In Carlton, Seven Seeds is now the head of a group that includes Traveller and Brother Baba Budan in the city, and a wholesale roasting operation in Fairfield that supplies cafes all across town. The HQ’s rich, toffee-like espressos and interesting yet restrained menu feel as vital as ever.

Likewise, Collingwood’s Proud Mary – one of the first cafes we ever wrote about – has spawned Aunty Peg’s a few blocks east; Stagger Lee’s a few blocks west; and Proud Mary in Portland, Oregon, 13,000 kilometres across the Pacific. Proud’s continuing focus on rare heirloom coffees makes it one of the most exciting players in today’s scene.

Market Lane, another 2009 baby, has expanded from one outlet at the Prahran Market to six across Melbourne, and Balaclava’s Monk Bodhi Dharma now counts the equally excellent Admiral Cheng-Ho (Abbotsford) and Bayano the Rebel (South Yarra) as younger siblings. Wide Open Road is still killing it in Brunswick.

With hindsight, we can see what a bellwether Andrew McConnell’s Cutler & Co was for Fitzroy’s rise to culinary prominence. And after a 2017 refresh, it feels as sharp as ever. Visit the front bar for abalone katsu sandos, or take to the dim back room for one of the city’s best dinners.

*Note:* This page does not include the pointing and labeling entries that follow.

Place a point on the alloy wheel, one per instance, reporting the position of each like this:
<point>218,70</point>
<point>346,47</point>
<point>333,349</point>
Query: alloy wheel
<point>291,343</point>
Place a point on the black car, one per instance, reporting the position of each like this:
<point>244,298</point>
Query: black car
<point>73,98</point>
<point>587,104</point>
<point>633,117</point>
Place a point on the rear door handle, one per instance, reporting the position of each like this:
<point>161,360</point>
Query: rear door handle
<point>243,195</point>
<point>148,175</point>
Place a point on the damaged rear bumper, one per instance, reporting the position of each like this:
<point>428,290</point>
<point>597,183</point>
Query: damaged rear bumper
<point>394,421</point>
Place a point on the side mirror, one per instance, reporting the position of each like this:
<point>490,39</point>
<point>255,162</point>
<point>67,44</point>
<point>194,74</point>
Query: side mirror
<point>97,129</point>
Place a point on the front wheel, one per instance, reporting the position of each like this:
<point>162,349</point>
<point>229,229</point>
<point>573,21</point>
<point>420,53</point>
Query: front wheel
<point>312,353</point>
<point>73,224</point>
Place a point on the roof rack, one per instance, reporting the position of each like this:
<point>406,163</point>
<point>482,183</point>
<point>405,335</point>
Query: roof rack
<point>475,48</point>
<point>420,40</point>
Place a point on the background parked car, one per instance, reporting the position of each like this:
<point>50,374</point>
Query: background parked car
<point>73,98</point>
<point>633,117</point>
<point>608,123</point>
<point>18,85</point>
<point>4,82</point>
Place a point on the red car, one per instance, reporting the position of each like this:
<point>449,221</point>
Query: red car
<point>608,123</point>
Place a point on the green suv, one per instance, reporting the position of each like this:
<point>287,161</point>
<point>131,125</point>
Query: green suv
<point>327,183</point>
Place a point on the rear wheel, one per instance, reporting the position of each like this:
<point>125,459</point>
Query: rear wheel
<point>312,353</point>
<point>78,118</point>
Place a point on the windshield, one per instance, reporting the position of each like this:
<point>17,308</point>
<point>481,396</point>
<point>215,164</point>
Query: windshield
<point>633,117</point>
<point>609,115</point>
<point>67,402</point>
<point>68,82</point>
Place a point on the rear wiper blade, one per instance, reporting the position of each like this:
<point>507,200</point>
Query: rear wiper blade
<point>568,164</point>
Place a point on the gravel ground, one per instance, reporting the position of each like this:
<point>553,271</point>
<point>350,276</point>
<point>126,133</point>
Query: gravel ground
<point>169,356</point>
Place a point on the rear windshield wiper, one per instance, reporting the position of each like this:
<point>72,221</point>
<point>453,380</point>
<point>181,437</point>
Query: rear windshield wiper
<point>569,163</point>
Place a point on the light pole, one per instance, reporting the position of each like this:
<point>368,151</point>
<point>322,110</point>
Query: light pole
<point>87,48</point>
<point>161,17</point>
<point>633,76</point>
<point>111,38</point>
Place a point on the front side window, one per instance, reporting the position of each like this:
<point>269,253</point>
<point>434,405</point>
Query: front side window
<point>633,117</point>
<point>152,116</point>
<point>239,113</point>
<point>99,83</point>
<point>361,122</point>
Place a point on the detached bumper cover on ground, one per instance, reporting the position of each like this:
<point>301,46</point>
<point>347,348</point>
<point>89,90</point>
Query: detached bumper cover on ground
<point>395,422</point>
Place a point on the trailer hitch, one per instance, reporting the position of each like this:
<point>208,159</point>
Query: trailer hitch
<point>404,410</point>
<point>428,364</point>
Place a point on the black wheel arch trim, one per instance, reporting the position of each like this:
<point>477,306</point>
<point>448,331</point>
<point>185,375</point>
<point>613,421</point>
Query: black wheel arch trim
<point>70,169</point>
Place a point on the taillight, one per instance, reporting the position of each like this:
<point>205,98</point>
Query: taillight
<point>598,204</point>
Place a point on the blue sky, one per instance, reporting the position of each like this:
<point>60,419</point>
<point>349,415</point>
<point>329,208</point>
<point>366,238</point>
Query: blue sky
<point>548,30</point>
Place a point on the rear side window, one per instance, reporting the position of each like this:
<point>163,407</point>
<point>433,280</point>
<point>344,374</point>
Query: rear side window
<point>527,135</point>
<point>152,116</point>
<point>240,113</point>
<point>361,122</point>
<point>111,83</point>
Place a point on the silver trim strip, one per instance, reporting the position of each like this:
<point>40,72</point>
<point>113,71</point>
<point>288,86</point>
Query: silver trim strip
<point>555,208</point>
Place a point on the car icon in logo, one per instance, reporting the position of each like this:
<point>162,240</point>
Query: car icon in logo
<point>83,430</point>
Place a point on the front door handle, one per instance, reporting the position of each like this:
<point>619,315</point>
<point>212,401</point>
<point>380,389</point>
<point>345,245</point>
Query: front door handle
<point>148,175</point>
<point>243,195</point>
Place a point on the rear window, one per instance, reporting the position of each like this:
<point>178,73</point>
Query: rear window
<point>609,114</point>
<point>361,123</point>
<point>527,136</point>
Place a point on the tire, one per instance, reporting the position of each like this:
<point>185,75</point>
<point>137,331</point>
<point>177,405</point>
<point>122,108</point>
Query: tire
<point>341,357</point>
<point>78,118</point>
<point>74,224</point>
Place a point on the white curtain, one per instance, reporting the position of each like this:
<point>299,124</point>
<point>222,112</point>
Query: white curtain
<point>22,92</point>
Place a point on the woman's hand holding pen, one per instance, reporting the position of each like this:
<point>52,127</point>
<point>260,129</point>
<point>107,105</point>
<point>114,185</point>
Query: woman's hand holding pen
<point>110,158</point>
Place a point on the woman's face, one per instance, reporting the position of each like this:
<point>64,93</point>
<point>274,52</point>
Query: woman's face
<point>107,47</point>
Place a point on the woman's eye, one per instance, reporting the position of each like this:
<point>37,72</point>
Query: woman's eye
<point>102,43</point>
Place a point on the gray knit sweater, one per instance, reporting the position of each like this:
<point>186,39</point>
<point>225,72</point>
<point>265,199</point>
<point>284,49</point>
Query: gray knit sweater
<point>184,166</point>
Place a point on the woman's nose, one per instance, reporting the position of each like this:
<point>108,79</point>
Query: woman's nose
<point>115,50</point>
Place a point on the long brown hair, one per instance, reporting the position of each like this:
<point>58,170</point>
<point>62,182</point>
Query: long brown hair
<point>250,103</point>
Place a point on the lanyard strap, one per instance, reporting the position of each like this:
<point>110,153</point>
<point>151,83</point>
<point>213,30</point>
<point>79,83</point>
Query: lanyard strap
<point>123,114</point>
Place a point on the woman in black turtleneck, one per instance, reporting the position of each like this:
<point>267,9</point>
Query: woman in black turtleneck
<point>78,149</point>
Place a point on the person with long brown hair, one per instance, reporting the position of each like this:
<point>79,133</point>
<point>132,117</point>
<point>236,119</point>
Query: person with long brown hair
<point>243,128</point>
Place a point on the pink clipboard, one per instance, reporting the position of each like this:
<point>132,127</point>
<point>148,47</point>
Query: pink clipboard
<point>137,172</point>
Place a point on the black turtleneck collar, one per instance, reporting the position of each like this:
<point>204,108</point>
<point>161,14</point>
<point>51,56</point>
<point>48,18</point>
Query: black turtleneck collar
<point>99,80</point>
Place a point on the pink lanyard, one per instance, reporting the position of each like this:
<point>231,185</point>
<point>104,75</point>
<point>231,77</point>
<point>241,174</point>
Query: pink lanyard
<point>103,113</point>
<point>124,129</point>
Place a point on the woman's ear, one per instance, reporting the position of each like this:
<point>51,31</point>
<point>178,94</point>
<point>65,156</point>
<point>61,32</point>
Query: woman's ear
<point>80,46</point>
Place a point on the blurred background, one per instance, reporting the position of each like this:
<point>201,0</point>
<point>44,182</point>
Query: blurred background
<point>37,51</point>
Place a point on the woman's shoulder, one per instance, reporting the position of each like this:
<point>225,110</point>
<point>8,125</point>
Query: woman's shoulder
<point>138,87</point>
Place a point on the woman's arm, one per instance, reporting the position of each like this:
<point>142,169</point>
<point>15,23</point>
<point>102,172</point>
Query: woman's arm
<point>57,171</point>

Down the road, Mission Australia’s social enterprise Charcoal Lane has spent 10 years providing on-the-job to training for Indigenous and disadvantaged youth while serving impressively presented dishes of kangaroo, emu and other game paired with local flora.

In the city, HuTong’s dumplings (the xiaolong bao particularly) remain some of the city’s best, and the subterranean cool that made Coda and Izakaya Den so desirable in 2009 hasn’t waned. Up in Brunswick East, Bar Idda’s roster of Sicilian classics is as comforting and affordable as ever.